I am not comfortable with the idea that parliament should approve a fungible lump sum of $30bn that government can then proceed to spend as it deems fit. All such borrowings must directly be linked to specific projects. The record of this administration in terms of expenditure controls and accountable spending is not a particularly impressive one.
More than a trillion have been recovered from corrupt politicians. Nobody knows what happened to that money. The TSA exercise raked in trillions of hidden funds from the motley of the Ministries, Departments and Agencies. They have apparently been sucked into the anti-gravitational black hole of the administration.
Also, Nigerians demand to know what all the other borrowings have been used for. Our national debt has ballooned from $10bn in 2015 to a staggering $84.4bn in 2019. You know money has been wisely spent when you see the President inaugurate a completed project. The few projects that have been inaugurated so far are those that were begun by the Goodluck Jonathan administration. So, I would be very wary of taking on more debt without iron-cast guardrails of financial discipline.
Some of us were involved in the Paris Debt negotiations in 2005/2006 when our debt profile stood at $36bn. We were spending $5bn annually on servicing the interests alone. We paid back a total of $20bn while the rest was forgiven. I recall signing the cheque for the first tranche of $7.5bn at the CBN. I caught fever immediately and had to have on bed rest. I could not fathom coughing up such a staggering amount to pay off greedy Shylocks living out their gilded lives in New York, Tokyo, Paris and Frankfurt. I felt the pain to the very marrow of my bones.

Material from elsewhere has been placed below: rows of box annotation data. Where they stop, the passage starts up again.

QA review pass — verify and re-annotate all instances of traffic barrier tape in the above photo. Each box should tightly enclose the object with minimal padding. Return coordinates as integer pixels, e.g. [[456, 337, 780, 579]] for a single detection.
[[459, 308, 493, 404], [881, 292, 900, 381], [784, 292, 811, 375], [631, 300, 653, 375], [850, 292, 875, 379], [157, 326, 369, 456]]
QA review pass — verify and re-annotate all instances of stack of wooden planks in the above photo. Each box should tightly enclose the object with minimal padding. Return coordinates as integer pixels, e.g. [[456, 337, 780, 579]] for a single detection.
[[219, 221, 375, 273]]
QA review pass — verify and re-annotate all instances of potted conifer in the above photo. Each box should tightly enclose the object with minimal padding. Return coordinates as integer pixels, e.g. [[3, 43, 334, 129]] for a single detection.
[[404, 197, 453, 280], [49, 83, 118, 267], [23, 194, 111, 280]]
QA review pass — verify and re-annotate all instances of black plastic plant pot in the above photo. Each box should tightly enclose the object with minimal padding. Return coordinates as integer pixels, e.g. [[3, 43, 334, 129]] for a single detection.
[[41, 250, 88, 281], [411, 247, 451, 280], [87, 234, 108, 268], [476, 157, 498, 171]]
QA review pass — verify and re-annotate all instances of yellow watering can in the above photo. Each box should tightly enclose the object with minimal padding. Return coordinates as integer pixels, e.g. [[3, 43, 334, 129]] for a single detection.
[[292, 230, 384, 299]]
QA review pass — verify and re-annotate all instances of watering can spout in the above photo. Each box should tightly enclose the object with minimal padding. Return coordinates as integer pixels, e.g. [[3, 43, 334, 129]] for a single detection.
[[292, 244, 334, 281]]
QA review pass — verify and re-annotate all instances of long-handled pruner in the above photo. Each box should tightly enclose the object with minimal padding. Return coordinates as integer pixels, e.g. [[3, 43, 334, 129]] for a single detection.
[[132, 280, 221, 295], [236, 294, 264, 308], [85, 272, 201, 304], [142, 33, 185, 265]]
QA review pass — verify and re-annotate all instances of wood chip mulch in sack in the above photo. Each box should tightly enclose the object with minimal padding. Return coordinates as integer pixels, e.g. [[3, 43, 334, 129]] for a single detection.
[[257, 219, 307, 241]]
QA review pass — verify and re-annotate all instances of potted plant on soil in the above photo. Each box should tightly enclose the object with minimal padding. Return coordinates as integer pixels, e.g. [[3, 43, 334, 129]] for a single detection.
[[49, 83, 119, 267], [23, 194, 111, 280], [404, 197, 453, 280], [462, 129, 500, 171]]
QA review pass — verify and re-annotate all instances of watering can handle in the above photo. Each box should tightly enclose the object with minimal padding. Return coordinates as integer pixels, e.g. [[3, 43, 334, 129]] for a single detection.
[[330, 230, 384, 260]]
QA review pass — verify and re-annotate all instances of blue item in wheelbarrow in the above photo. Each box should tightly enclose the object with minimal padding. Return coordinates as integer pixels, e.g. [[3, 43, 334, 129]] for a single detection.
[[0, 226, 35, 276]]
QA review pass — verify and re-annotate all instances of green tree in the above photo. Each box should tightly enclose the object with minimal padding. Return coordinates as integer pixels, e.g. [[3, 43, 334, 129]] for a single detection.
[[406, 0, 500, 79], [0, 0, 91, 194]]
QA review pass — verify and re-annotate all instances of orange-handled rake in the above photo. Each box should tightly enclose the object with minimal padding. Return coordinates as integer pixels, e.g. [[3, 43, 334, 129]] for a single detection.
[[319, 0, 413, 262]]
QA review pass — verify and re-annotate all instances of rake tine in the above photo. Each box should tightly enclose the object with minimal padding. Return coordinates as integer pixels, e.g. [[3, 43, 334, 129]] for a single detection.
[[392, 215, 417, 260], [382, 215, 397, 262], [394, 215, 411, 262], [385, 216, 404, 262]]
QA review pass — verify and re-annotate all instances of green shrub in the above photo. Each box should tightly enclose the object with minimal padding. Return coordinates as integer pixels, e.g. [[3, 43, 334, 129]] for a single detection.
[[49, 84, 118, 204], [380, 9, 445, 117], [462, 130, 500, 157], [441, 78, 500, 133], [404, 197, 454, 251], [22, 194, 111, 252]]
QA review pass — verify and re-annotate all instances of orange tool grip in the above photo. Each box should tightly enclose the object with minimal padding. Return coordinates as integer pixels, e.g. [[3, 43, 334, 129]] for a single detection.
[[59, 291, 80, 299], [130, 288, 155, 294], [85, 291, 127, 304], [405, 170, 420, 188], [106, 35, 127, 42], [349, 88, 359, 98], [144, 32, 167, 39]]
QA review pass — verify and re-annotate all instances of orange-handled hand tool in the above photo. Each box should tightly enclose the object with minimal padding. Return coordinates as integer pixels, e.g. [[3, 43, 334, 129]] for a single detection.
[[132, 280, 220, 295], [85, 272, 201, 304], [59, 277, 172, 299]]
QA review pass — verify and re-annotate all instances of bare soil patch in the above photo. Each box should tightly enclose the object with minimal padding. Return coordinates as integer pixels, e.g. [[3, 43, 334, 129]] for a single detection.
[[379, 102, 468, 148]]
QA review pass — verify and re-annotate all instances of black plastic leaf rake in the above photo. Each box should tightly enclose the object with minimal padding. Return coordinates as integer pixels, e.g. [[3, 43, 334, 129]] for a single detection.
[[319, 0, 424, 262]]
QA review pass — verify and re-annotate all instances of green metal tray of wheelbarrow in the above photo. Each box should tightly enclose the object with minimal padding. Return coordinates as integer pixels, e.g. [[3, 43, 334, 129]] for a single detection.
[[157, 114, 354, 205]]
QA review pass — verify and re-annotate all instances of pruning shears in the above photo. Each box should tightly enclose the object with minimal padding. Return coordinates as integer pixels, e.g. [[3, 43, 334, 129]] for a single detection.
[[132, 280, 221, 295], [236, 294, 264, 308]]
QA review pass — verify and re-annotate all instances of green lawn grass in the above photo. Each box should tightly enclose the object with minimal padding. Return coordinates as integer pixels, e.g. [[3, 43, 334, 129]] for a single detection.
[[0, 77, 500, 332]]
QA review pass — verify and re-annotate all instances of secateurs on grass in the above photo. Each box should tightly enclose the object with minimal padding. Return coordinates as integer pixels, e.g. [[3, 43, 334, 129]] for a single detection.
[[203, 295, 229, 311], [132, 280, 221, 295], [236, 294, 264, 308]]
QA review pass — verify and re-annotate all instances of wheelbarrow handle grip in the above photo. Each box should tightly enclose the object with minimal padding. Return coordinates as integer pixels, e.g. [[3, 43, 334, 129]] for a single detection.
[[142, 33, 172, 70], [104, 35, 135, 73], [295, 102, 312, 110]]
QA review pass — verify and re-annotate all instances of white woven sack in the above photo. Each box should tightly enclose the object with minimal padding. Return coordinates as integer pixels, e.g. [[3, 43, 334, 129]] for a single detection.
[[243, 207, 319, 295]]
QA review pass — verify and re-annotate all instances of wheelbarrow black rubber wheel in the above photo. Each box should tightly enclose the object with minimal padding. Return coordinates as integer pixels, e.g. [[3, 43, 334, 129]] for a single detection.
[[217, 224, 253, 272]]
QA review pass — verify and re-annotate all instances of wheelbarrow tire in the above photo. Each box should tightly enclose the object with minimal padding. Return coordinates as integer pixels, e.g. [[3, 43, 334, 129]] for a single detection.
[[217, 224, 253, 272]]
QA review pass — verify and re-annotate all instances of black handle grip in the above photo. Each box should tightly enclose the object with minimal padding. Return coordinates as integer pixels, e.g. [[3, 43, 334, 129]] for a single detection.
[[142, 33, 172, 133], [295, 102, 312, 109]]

Economics is the science of scarcity and choice. First, we need a comprehensive programme of cost-saving and control of waste in all aspects of public administration. Such cost savings, including regular elimination of ‘ghost’ workers, are crucial to more prudent public financial management. I also heard recently that statutory bodies such as the Nigerian National Petroleum Corporation, LNG and Federal Inland Revenue Service have not been releasing all their funds (about N1.5tn) into the federation account as required by law. We must reverse this ugly trend. We must also deepen macroeconomic and institutional reforms while boosting public-private-partnerships in key infrastructure sectors. This will lessen pressure on the treasury, thereby obviating the need to incur hefty loans. We must also improve the extractive capacity of the state. Our tax-to-GDP ratio of five per cent is among the lowest among our comparators. South Africa’s is 25.9 per cent. Political theory establishes incontrovertibly that taxation is actually good for democracy.
If we must borrow at all, let’s borrow with wisdom and prudence. We cannot afford to behave like the proverbial dog that returns to its own vomit.
On this, Henry Boyo would have agreed with us.